Recently published North American Imaging in Multiple Sclerosis guidelines call for derivation of a specific radiologic definition of MS WM lesions and mimics. The purpose of this study was to use SWI and magnetization-prepared FLAIR images for sensitive differentiation of MS from benign WM lesions using the morphologic characteristics of WM lesions. Seventeen patients with relapsing-remitting MS and 18 healthy control subjects were enrolled retrospectively.
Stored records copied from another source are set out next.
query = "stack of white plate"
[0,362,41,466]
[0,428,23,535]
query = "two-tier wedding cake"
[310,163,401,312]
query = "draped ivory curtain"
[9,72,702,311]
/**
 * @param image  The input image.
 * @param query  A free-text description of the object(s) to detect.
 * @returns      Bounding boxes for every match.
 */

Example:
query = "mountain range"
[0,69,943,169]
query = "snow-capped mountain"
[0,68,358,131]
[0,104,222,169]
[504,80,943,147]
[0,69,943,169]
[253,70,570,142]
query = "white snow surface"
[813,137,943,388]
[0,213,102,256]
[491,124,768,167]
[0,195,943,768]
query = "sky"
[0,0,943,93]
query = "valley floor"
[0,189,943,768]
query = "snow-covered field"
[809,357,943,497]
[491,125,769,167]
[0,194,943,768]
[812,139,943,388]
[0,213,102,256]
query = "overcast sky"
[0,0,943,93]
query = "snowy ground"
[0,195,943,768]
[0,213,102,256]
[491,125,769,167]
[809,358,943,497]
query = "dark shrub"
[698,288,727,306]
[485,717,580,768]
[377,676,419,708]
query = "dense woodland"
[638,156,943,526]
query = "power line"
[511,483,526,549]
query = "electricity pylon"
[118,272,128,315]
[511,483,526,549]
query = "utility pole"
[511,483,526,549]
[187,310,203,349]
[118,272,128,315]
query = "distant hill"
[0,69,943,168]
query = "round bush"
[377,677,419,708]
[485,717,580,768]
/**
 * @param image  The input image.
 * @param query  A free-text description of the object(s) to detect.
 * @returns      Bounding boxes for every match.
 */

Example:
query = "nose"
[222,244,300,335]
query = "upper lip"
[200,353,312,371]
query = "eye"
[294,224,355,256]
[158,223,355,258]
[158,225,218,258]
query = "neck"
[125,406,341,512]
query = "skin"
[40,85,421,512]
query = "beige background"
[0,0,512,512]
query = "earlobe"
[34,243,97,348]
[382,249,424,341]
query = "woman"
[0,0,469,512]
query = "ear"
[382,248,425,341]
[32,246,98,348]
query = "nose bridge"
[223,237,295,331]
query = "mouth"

For each subject, FLAIR and multiecho gradient-echo images were acquired using 7T MR imaging. Optimized postprocessing was used to generate single-slice SWI of cerebral veins. SWI/FLAIR images were registered, and 3 trained readers performed lesion assessment. Morphology, location of lesions, and the time required for assessment were recorded. Analyses were performed on 3 different pools: 1) lesions of >3 mm, 2) nonconfluent lesions of >3 mm, and 3) nonconfluent lesions of >3 mm with no or a single central vein. The SWI/FLAIR acquisition and processing protocol enabled effective assessment of central veins and hypointense rims in WM lesions. Assessment of nonconfluent lesions with ≥1 central vein enabled the most specific and sensitive differentiation of patients with MS from controls. A threshold of 67% perivenous WM lesions separated patients with MS from controls with a sensitivity of 94% and specificity of 100%. Lesion assessment took an average of 12 minutes 10 seconds and 4 minutes 33 seconds for patients with MS and control subjects, respectively. Nonconfluent lesions of >3 mm with ≥1 central vein were the most sensitive and specific differentiators between patients with MS and control subjects.